The other thing which is striking is the better than thou attitide she displays to other travellers in Chile, she decides not to experience many of the highlights of the gringo trail through Chile such as torees del paine, as she isnt fond of nanging around other gringo backpackers, the excuse she gives is that she has somehow managed to get herself onto a cargo ship north, which is in fact a main route north for backpackers, of course once the captain of the ship finds out she is a journalist he offers to remove her from the confines of the other squalid backpackers, and so on.
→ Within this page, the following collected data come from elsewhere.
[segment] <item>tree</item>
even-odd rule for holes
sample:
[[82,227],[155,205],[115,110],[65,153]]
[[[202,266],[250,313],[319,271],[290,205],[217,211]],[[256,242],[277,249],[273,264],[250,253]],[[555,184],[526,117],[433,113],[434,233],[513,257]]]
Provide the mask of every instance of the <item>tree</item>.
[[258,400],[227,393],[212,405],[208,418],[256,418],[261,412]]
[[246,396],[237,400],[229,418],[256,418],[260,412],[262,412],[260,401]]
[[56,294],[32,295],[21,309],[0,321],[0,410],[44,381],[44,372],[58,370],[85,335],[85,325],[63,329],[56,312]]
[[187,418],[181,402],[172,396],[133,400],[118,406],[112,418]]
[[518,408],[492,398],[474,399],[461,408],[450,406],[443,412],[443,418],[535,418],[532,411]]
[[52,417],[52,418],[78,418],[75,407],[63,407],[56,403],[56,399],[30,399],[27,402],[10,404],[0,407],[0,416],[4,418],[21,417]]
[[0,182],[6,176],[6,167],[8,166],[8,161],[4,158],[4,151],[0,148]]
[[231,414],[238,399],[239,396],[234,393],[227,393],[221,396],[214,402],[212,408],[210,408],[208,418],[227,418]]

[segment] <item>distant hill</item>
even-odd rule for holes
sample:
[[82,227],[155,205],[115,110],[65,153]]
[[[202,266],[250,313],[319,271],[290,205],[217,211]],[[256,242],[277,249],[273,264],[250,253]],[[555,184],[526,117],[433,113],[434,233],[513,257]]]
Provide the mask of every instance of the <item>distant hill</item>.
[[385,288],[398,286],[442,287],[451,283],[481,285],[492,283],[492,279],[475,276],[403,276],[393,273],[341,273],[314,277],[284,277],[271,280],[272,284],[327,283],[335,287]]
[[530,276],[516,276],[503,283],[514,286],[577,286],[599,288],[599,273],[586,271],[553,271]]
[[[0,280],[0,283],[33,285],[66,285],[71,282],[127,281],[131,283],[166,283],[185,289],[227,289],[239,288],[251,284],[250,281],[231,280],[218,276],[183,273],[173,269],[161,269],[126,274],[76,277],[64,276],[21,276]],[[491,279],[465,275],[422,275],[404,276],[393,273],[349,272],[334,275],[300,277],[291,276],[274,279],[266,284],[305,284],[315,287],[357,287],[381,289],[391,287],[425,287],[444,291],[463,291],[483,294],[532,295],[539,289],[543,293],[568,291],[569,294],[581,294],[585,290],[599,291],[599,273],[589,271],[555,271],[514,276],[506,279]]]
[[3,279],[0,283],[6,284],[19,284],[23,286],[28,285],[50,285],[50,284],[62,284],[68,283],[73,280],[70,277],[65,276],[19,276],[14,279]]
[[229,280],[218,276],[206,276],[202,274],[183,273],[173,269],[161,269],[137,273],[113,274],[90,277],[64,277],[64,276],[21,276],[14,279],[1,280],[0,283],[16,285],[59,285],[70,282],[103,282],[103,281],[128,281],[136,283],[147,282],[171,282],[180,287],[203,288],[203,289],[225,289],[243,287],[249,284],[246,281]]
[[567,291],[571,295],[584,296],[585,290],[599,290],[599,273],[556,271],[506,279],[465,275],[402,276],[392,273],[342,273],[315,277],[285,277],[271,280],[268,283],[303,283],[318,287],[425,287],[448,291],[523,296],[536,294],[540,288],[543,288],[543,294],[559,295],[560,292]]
Chile is an amzing country and one of the best places to travel on earth, this book certainly is insightful, but theres much more.
 
One of the best travel books I've ever read. *****
I could probably have lived a full and happy life without ever visiting Chile, but after reading this book I'm determined to go. Sara Wheeler's account of a North-South journey through the "thin country" is entertaining, well written, funny and insightful. Towards the end of her trip she wangles her way to Antarctica with the Chillean navy and this led to another excellent travel book. Highly recommended
 
Worth the read ****
Although the writer's attitude might be construed as slightly condescending and arrogant, she is truly a gifted writer who often just teases you with her stories true to mission of "travel literature"--that of encouraging the reader to visit. Her writing style is so eloquent that it is hard to put down. The historical perspective was very helpful in spite of her obvious political leanings. Reading this book might make you concerned for her liver however as she does focus often on the alcohol consumed and the inevitable hangover. I was particularly moved by her chapter on Santiago and the darker side which most travellers would probably never experience. I read it as I travelled through Chile and found it a wonderful companion.
 
You can Visualize the WHOLE Thing! *****
As someone who spent a couple of years in Chile and familiar with the geography from Arica down to Puerto Montt, this book is very descriptive; a very good and amusing read. Sara Wheeler's personal exploits, mixed in with travel and fairly detailed maps, provide one with the desire to spend some quality time in Chile. It is definitely worth reading and I would recommend it if you want to know about off-the-path traveling in Chile.
 
Reactionarism *
Read "The Long Valley" by John Steinbeck first.
 
Fun and Fast *****
O.K. Let's all loosen up. Travel writing is supposed to be fun and it's not just about the place traveled to. It's about the people doing the traveling and the place they came from. I read Sara's book while traveling in Chile last month. All of her observations were right on the mark. She didn't go to Easter Island (I did) so I consider that a significant omission. Otherwise, this is a fun and fast book well worth reading.
 
Terrific book! *****
I didn't want this fantastic book to end. I picked it because I know so little about South America (why did we study it so little in school??) It is factual enough about geography and sociology and politics and history to be worthwhile that way, but as entertainment it's superb. I just couldn't put it down, and regretted her trip ending. She tells enough about herself to be interesting but not tiresome. Some travel writing is really about the writer; not this time. She's a shrewd and appreciative observer in a wide gamut of settings. Her style of writing is very clear, quite interesting , and witty. It's a magical book and I'll read anything else she writes, no matter where she goes!